Le mensonge devenu vérité

Garcia Marquez aborde souvent le thème de la vérité. Ainsi revient-il à maintes reprises sur le « massacre des bananeraies » qui eut lieu dans son village en 1928, juste après sa naissance. Selon les différentes versions, le nombre de victimes pouvait être de zéro ou de cent, mais il en avait imaginé 3000 dans un de ses romans pour « donner au drame toute sa dimension épique », et se réjouit que récemment, « lors d’une commémoration de la tragédie, un orateur du Sénat a demandé une minute de silence pour les trois mille martyrs anonymes » (p. 79).

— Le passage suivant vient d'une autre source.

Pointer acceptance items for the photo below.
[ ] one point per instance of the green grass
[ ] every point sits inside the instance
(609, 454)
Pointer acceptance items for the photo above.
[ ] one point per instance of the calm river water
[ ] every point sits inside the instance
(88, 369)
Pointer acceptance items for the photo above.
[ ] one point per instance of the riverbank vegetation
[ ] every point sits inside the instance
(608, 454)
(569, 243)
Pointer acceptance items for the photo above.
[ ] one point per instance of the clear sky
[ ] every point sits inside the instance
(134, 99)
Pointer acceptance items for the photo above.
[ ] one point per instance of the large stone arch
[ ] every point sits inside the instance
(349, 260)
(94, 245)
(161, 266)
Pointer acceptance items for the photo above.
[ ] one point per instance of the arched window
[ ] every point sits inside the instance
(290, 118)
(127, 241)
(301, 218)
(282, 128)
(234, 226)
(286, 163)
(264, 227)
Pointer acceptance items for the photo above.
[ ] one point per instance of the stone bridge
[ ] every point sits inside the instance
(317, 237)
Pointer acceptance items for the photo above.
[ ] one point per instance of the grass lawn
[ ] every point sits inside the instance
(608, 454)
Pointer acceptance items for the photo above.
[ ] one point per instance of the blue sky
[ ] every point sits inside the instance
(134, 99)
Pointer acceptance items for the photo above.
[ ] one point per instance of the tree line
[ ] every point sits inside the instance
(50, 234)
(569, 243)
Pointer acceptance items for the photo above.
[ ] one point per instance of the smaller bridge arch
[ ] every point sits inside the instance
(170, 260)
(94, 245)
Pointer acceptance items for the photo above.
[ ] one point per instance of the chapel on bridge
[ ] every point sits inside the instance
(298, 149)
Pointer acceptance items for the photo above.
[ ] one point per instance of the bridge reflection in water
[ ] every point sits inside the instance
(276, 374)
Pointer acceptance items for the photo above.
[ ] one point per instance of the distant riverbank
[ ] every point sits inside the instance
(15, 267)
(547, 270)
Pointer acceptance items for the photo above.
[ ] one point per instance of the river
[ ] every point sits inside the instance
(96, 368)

Tout au long de ces pages, l’auteur avoue sans précautions oratoires ses petits arrangements avec la vérité, ses larcins et autres méfaits de jeunesse, à moins que ce ne soient justement ces aveux qui soient des inventions romanesques ! La patriarche n’allait pas renier pour une autobiographie son goût du réalisme magique ! Faisant pendant à ce mythe initial, le volume se termine presque sur la longue évocation d’un reportage sur un marin rescapé d’un naufrage d’un bateau militaire, qui fit scandale et obtint un succès monstre, parce que la vérité prosaïque était rétablie : le naufrage était dû non à une tempête, mais au mauvais arrimage d’une quantité invraisemblable d’appareils électroménagers que les marins avaient acquis avant d’embarquer, car ils venaient de toucher leur solde ! Un tel écho structurant suggère que le vrai sujet du livre, ce n’est pas la vie de son auteur, mais la vérité : « vivre pour la raconter ». « Vitam impendere vero », aurait dit Juvénal. Une sorte de mise en abyme du thème des mémoires se produit lors d’une discussion avec son père : « mon père et moi discutâmes des difficultés que rencontrent les écrivains quand ils veulent écrire leurs Mémoires et ne se souviennent plus de rien ». Son petit frère répond par un mot d’enfant : « un écrivain n’a qu’à écrire ses Mémoires en premier, quand il se souvient encore de tout » (p. 475).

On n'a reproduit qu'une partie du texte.